Assets are properties or economic resources that a commercial entity owns, controls and uses in the course of carrying out its operations. All forms of business including corporations, firms, partnerships and sole proprietorships essentially own some assets depending on the nature of their activities.
In accounting and finance, assets are categorized into different types. For example, they are categorized as current and noncurrent assets, operating and nonoperating assets, cash and noncash assets, monetary and nonmonetary assets and tangible and intangible assets.
The article “tangible vs intangible assets” focuses on the last of the above mentioned categories i.e., defines tangible and intangible assets and explains the difference between two.
Definitions and meanings:
Tangible assets:
Business assets that are present in their physical form are known as a tangible asset. They are the main assets that entities actively use to produce their goods and services and can be either current or non current. Tangible assets are considered as the backbone of an entity’s core operations
Examples of current tangible assets include inventory, check, pay order, short term investments, cash, bank balances, prepayments, receivables etc. and examples of non-current or fixed tangible assets include property, plant, building, machinery, equipment, land, vehicles etc.
Intangibles Assets:
Intangible assets can be defined as assets that do not have a physical existence. These are non-monetary assets that are separately identifiable. Patent, royalty, goodwill of a business, licenses, trademark, clientele lists etc. are some popular examples of intangible assets.
For any business, the intangible assets usually have a long-term value as compared to tangible assets.
Difference between tangible and intangible assets:
The main points of difference between tangible and intangible assets are given below:
1. Identification:
Tangible assets are physical assets that can be touched, felt and seen because they have a physical existence but intangible assets do not have a physical existence and, therefore, cannot be felt, touched or seen.
2. Recognition:
Tangible assets are recognized when owned and controlled by a business entity.

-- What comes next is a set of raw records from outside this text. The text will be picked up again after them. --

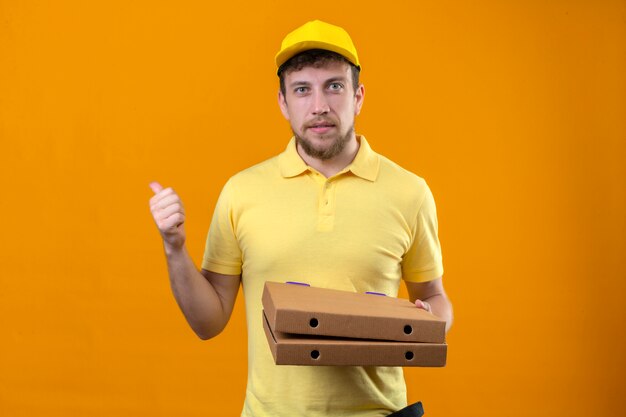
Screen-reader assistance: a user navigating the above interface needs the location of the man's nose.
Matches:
[311,91,330,116]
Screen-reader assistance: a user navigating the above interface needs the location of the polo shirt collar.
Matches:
[278,136,379,181]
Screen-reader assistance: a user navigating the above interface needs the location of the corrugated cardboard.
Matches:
[262,282,446,344]
[263,313,447,367]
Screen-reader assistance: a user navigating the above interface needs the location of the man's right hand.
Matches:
[150,182,185,251]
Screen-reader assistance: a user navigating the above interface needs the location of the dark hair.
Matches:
[278,49,361,95]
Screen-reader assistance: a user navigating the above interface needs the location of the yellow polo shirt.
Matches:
[202,136,443,417]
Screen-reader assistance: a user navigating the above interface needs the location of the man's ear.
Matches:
[278,90,289,120]
[354,84,365,116]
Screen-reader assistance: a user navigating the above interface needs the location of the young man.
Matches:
[150,21,452,417]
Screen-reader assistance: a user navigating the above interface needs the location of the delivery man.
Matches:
[150,21,452,417]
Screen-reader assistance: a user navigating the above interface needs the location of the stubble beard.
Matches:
[291,124,354,161]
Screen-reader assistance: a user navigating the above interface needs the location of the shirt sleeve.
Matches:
[202,180,242,275]
[402,186,443,282]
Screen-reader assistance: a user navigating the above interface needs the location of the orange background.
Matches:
[0,0,626,417]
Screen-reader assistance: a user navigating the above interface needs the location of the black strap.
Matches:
[387,402,424,417]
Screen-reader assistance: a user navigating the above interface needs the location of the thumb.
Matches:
[150,181,163,194]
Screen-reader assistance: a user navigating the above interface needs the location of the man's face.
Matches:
[278,62,364,160]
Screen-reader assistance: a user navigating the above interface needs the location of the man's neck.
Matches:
[296,135,360,178]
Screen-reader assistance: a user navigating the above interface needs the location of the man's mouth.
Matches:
[308,122,335,133]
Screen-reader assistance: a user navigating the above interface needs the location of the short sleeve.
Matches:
[402,186,443,282]
[202,177,242,275]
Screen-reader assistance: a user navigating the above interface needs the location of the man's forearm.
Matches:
[165,246,228,340]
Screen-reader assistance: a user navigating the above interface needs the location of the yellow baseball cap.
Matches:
[275,20,361,68]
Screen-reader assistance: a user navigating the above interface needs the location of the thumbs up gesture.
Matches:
[150,182,185,250]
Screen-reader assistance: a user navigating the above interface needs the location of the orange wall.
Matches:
[0,0,626,417]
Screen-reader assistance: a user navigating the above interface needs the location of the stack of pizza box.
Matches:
[262,282,447,367]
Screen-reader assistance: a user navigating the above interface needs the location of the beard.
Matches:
[291,124,354,161]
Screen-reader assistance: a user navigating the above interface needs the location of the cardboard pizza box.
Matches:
[262,282,446,344]
[263,313,447,367]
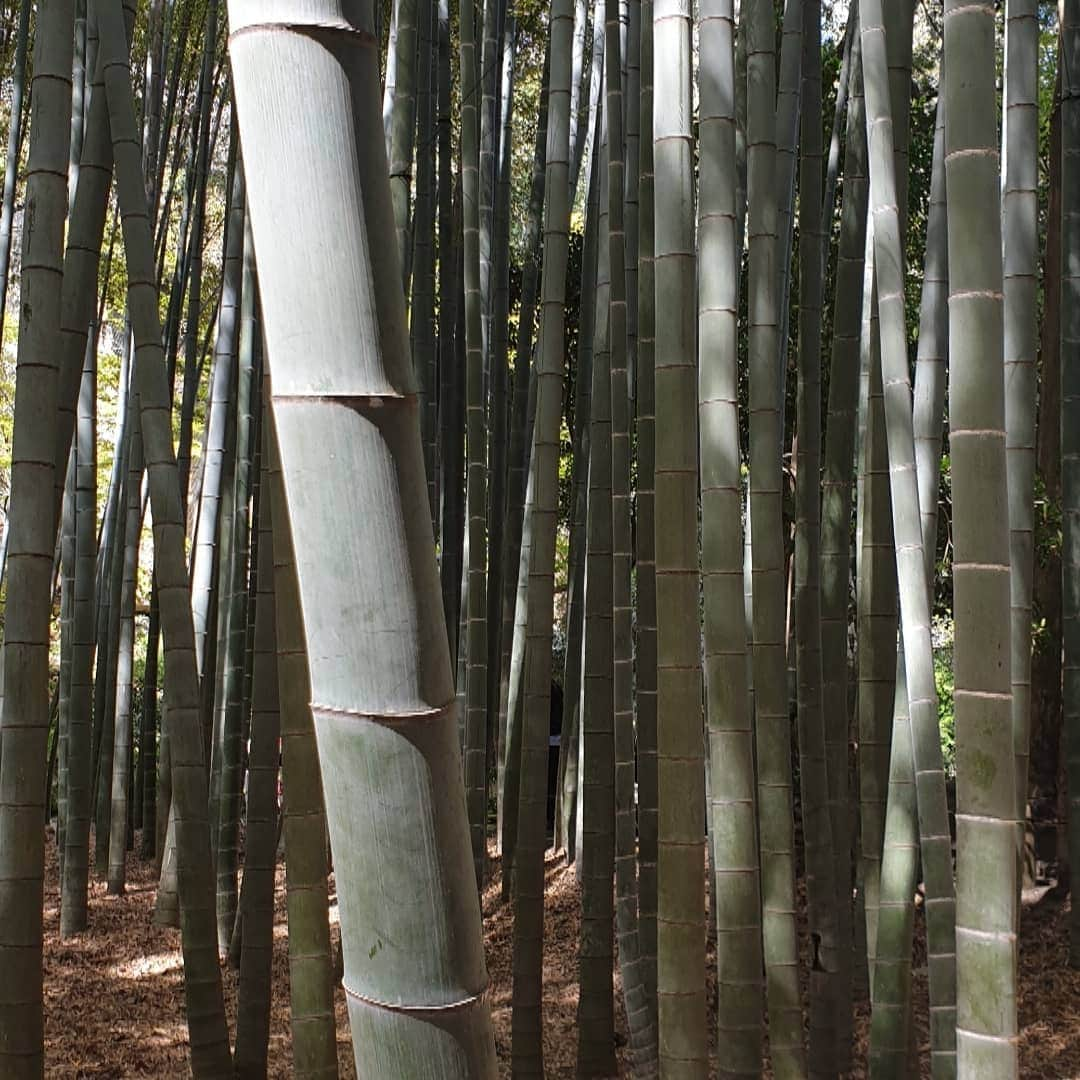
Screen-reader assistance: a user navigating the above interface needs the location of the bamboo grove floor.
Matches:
[44,839,1080,1080]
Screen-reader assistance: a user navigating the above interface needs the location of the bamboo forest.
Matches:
[0,0,1080,1080]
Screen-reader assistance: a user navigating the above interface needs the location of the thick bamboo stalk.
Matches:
[0,0,73,1062]
[652,0,708,1062]
[230,0,495,1078]
[746,0,806,1062]
[458,0,497,888]
[698,0,765,1078]
[794,0,839,1077]
[946,0,1019,1078]
[1001,0,1039,872]
[821,27,868,1071]
[634,0,657,1023]
[860,0,955,1069]
[98,0,231,1062]
[578,106,616,1077]
[237,423,280,1077]
[509,0,573,1062]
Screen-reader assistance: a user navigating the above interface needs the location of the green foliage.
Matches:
[930,617,956,780]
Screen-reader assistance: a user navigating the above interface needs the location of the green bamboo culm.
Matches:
[634,0,657,1023]
[821,23,868,1072]
[229,0,496,1080]
[743,0,806,1062]
[698,0,765,1078]
[1061,2,1080,968]
[860,0,955,1076]
[459,0,487,888]
[0,0,75,1077]
[1001,0,1039,888]
[578,105,616,1077]
[97,0,232,1077]
[914,78,956,1076]
[508,0,573,1077]
[604,0,657,1062]
[794,0,839,1078]
[652,0,708,1076]
[945,0,1019,1062]
[267,425,338,1080]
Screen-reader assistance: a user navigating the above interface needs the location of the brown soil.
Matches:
[38,843,1080,1080]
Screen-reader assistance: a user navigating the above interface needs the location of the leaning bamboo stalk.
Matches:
[695,0,765,1062]
[97,0,231,1062]
[505,0,573,1076]
[860,0,955,1067]
[0,0,73,1077]
[229,0,495,1078]
[652,0,708,1062]
[946,0,1019,1062]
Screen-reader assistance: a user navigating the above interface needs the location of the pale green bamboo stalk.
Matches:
[459,0,496,888]
[775,0,804,412]
[914,97,956,1076]
[698,0,765,1078]
[511,0,573,1062]
[821,29,868,1072]
[60,339,97,937]
[1001,0,1039,868]
[744,0,806,1062]
[229,0,496,1067]
[103,410,144,896]
[946,0,1019,1078]
[794,0,839,1077]
[237,423,281,1076]
[0,0,73,1062]
[634,0,657,1022]
[270,427,338,1080]
[409,0,438,524]
[860,0,955,1071]
[191,161,244,677]
[387,0,421,287]
[599,0,657,1058]
[578,104,616,1077]
[652,0,708,1062]
[97,0,231,1077]
[496,39,548,859]
[1059,0,1080,968]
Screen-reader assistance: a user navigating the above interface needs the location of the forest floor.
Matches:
[44,842,1080,1080]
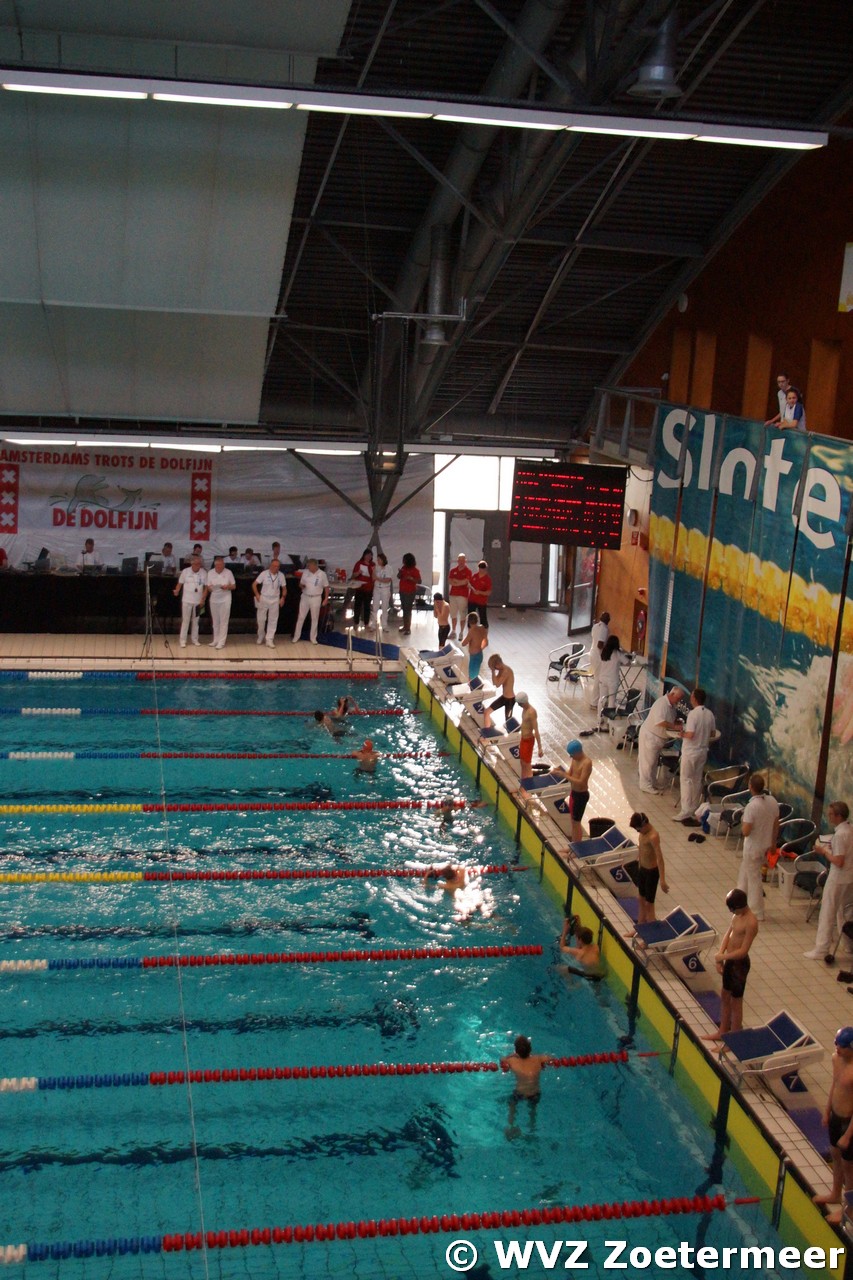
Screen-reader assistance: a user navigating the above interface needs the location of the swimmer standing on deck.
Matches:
[813,1027,853,1226]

A tangible asset can be constructed by the entity itself or acquired by buying, transferring or leasing when most of the economic life of the asset is owned by the business.

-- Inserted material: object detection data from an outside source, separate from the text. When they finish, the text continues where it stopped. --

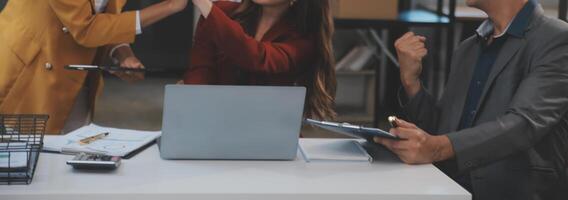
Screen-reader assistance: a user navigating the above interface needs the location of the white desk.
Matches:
[0,139,471,200]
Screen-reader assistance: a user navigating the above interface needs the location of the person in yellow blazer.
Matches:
[0,0,187,134]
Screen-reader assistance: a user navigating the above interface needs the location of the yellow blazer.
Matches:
[0,0,136,134]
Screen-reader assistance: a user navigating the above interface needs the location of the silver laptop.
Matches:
[159,85,306,160]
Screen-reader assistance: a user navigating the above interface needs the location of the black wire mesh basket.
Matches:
[0,114,49,185]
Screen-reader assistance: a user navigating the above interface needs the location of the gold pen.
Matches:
[388,116,398,128]
[79,132,110,145]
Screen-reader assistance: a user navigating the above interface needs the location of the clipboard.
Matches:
[304,119,402,141]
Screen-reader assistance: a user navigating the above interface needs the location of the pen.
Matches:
[79,132,110,145]
[387,116,398,128]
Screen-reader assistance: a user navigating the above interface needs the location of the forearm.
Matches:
[430,135,455,162]
[140,1,185,28]
[192,0,213,18]
[400,74,422,99]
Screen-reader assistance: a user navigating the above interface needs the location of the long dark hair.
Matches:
[232,0,337,119]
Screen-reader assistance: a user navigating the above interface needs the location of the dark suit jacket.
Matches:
[404,4,568,200]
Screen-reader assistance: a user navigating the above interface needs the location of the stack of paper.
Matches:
[43,124,161,157]
[300,139,373,162]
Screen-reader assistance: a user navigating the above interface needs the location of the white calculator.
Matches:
[67,153,121,170]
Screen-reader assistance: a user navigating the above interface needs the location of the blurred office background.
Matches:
[0,0,566,137]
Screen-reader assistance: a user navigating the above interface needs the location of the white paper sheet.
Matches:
[43,124,161,156]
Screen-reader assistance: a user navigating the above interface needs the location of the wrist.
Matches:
[401,77,422,98]
[431,135,454,162]
[167,1,185,14]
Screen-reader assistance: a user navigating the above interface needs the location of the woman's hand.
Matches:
[191,0,213,18]
[140,0,188,28]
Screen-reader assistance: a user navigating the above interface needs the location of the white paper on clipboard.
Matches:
[305,119,400,140]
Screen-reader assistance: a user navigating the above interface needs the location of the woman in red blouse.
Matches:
[184,0,336,119]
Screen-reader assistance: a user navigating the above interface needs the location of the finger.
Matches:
[396,118,418,128]
[373,137,394,149]
[400,31,414,39]
[417,35,426,42]
[391,127,419,140]
[412,43,425,51]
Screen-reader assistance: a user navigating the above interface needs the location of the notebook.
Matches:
[299,139,373,162]
[43,124,161,158]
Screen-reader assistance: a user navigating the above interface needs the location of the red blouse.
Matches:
[184,1,315,85]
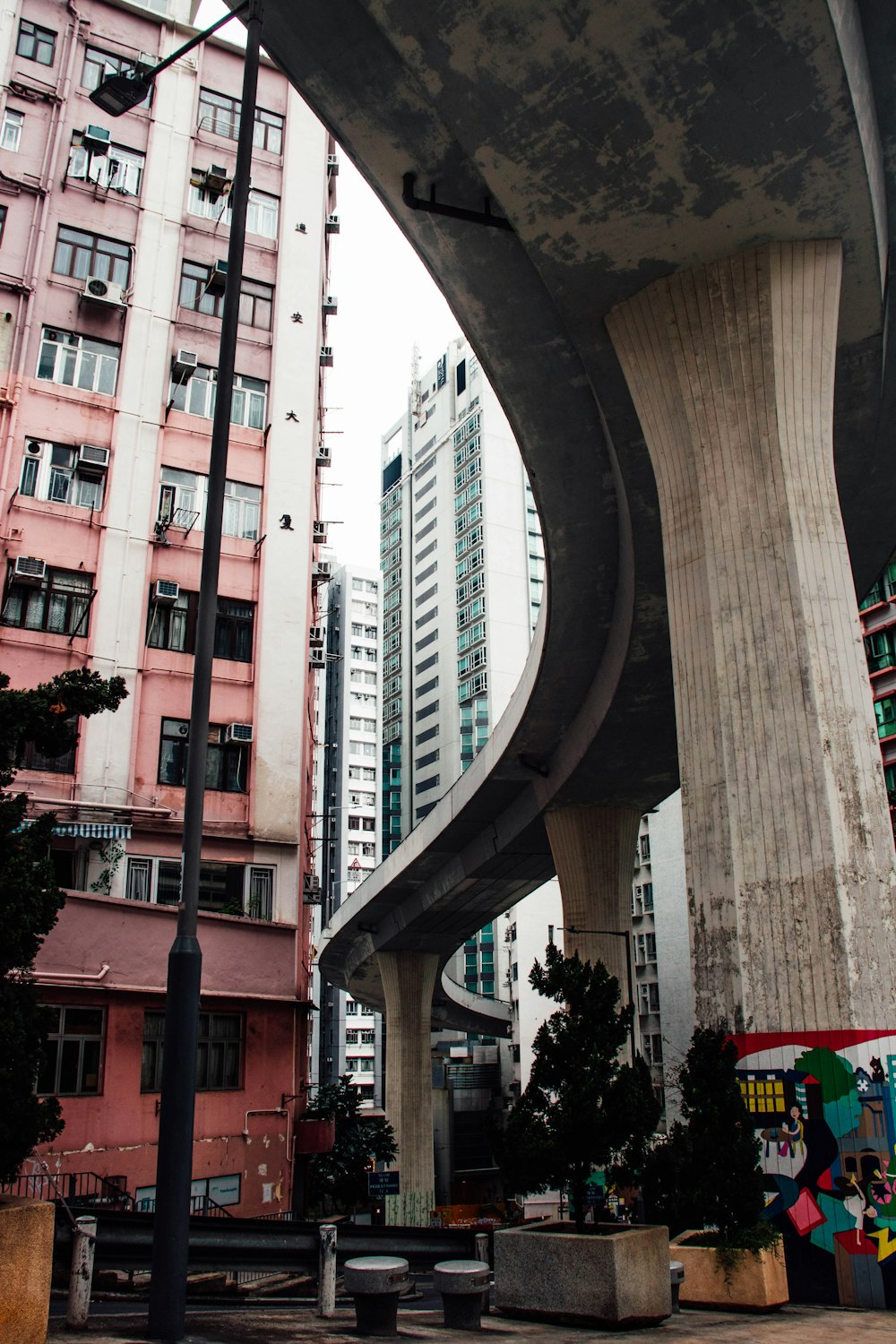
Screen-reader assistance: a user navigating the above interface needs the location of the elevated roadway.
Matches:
[251,0,896,1031]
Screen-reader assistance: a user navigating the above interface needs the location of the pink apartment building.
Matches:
[0,0,339,1214]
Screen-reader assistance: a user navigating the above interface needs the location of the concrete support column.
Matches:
[607,241,896,1031]
[544,806,641,1004]
[376,952,439,1228]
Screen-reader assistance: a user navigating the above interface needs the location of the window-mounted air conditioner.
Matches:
[12,556,47,583]
[170,349,199,383]
[81,276,125,308]
[81,126,111,158]
[224,723,253,742]
[78,444,111,472]
[205,261,227,295]
[151,580,180,607]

Intangible assets are recognized when it is probable that economic inflow of benefits will result to the business and cost of the intangible assets can be measured reliably. Intangible assets are either internally generated or they are acquired in result of a contractual or legal agreement with another party. Internally generated intangible asset having infinite life, such as goodwill, don’t appear on company’s balance sheet.
3. Cost measurement:
The measurement of cost of a tangible asset is easier than the measurement of cost of an intangible asset. The basic idea in considering the cost of a tangible asset is to accumulate all the costs incurred to construct or buy and bringing the asset to its working condition. The components considered while measuring the cost of a tangible asset are purchase cost, delivery, handling, installation and estimated cost of dismantling the asset at the end of its useful life (if any).
However, cost of intangible assets is difficult to identify practically because an intangible asset does not have physical components attached to it rather it usually is a result of research and development. If it is a purchased intangible asset with definite life span, the purchase price is allocated as the cost of the intangible asset.
4. Economic life:
Tangible assets are prone to physical wear and tear. They also have an economic life which depreciates as time or economic value of asset passes which is systematically decreased from the carrying value of asset.
Intangible assets do not necessarily have a definite life and can have an indefinite life based on the type of asset. Intangible assets are either amortized or tested for an impairment test usually when a considerable amount of decline is deemed to occur which can make its carrying value less than its remaining useful value.
5. Other financial uses:
Tangible assets can be pledged as collateral in relation to raise a loan or lease agreement. Intangible assets, on the other hand, cannot be pledged as collateral because these assets do not have any physical existence and it is difficult to label a reliable price to them.
Conclusion – tangible vs intangible assets:
Almost every business owns some tangible assets because they are highly vital to start and run business operations. Intangible assets are either acquired in a business contract or are internally generated by a business. Intangible assets add value to a business and improve its future prospects in terms of revenues and growth. So, both types of assets have an impact on the functioning and activities of a business. The importance of a tangible or an intangible asset also depends upon the type of business carried on by the entity. Where for a textile brand intangible asset like brand name will be more necessary, for a business selling buildings, tangible assets like buildings as inventory will have more worth.